The heck of it is, the prostitution scandal might be the least disqualifying fact about her. Among her other exploits, cited by Williams or otherwise surfaced:
• She fought a Franklin Pride event, though her husband apparently showed up in a flag-themed Speedo at one in Chicago in 2008.
• She criticized the Nashville Airport Authority for its sponsorship of a Juneteenth event and called the celebration of that national holiday divisive.
• She refused to disavow the support of a group of neo-Nazis who showed up at a forum, supposedly to provide security for her.
• She claimed to have had a premonition about the Covenant School shooting – “I felt it, I just felt it. Don’t ask me how. It could be a Holy Spirit thing.” – and blamed a love triangle for the carnage, without evidence.
It would all be funny if it weren’t so creepy.
And I can’t help wondering why fringe candidates like Hanson keep showing up from the right end of the political spectrum. I won’t argue that every policy promoted by Democrats is the wisest course to pursue; reasonable people can and do disagree on a number of issues before the country today.
But we’re not talking about reasonable people.
Consider, for example, the twin clown princesses of Congress, Marjorie Taylor Greene and Lauren Boebert. They’re hard-pressed to come up with a single, sensible idea for government between them, dedicated as they are to grabbing headlines and ... whatever else they’ve a mind to grab.
Matt Gaetz, meanwhile, ringleader of the current Republican dysfunction in the House, would rather shut government down than function as a productive member of Congress. (And that’s not the least of his transgressions.)
There are others I won’t get into here. In my 50-plus years of paying attention to politics, I can’t recall such a collection of noisily feckless “public servants.” And yet here they are, playing to the cameras and the Trump Hive Mind, proving that not all the threats to American democracy come from without.
It’s true that, as mayor of Franklin, Hanson wouldn’t pose the same level of peril.
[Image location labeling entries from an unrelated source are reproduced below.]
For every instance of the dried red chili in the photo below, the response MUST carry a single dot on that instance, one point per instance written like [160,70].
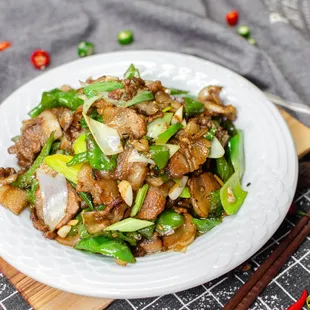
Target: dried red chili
[300,302]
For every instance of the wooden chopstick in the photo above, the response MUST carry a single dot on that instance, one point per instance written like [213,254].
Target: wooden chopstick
[264,274]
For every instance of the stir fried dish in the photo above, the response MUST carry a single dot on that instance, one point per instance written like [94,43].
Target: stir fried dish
[126,167]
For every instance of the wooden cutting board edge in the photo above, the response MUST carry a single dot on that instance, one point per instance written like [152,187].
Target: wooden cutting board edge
[43,297]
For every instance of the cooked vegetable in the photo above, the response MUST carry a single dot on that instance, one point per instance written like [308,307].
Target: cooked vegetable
[25,179]
[142,95]
[79,145]
[193,107]
[131,72]
[223,169]
[101,87]
[57,98]
[108,247]
[122,164]
[129,225]
[125,190]
[217,151]
[139,200]
[232,195]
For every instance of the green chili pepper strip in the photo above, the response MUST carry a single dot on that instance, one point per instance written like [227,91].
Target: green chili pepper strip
[106,246]
[142,95]
[185,193]
[204,225]
[164,137]
[210,134]
[25,179]
[129,225]
[79,145]
[168,221]
[101,87]
[131,72]
[57,98]
[77,159]
[175,91]
[97,159]
[236,152]
[147,232]
[139,200]
[222,168]
[232,195]
[31,194]
[193,107]
[160,154]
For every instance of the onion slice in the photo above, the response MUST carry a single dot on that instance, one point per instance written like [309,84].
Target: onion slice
[217,150]
[177,189]
[54,194]
[135,157]
[178,116]
[106,137]
[125,190]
When she ran for her at-large seat two years ago, she professed an interest in such normal concerns as affordable housing, building a new city hall and providing incentives to help keep businesses in Franklin and Williamson County.
Read her campaign website for mayor now, though, and the language gets more coded. She talks of “restoring and upholding the wholesome values,” “preserving our traditional family values,” and “promoting cultural values that are appropriate for all ages.”
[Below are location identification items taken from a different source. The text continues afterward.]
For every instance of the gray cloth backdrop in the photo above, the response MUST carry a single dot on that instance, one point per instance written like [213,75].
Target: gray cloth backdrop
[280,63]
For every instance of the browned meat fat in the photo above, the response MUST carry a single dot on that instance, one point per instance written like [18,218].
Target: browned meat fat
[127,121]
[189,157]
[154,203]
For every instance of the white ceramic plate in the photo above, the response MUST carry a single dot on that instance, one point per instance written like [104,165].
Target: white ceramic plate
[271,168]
Somehow I suspect that her “values” might leave a lot of people on the outside looking in. And then there’s this Hanson quote, from a candidate forum:
“This is very likely the most significant election since the Battle of Franklin. This is a battle for the heart and soul of this community, for our culture, for our identity, for our future and for our children.”
“Heart and soul. “Our culture.” “Our identity.” And a nod to the Civil War. Is anybody still unclear about what’s going on here?
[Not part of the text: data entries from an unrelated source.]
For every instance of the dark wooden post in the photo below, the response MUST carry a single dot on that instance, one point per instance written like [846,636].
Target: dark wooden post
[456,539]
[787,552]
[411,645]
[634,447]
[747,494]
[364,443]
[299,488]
Not everybody resorts to such dog whistles when it comes to Hanson. The Tennessee Conservative website, for example, doesn’t feel the need to mince words:
“[I]t seems the reasons most of the people who support her are doing so because of her recent stands she has made in confronting the ever-growing LGBTQ+ agenda, and the effect that is having directly on the city of Franklin.”
Other members of the Franklin Board of Aldermen have entertained the possibility of censuring Hanson. But they held off in the hope that voters would perform that function. When she ran for her current post, she won in a field of four with 38.8% of the vote. She’s running in a field of two now.
Franklin voters, the ball’s in your court.
Joe Rogers is a former writer for The Tennessean and editor for The New York Times. He is retired and living in Nashville.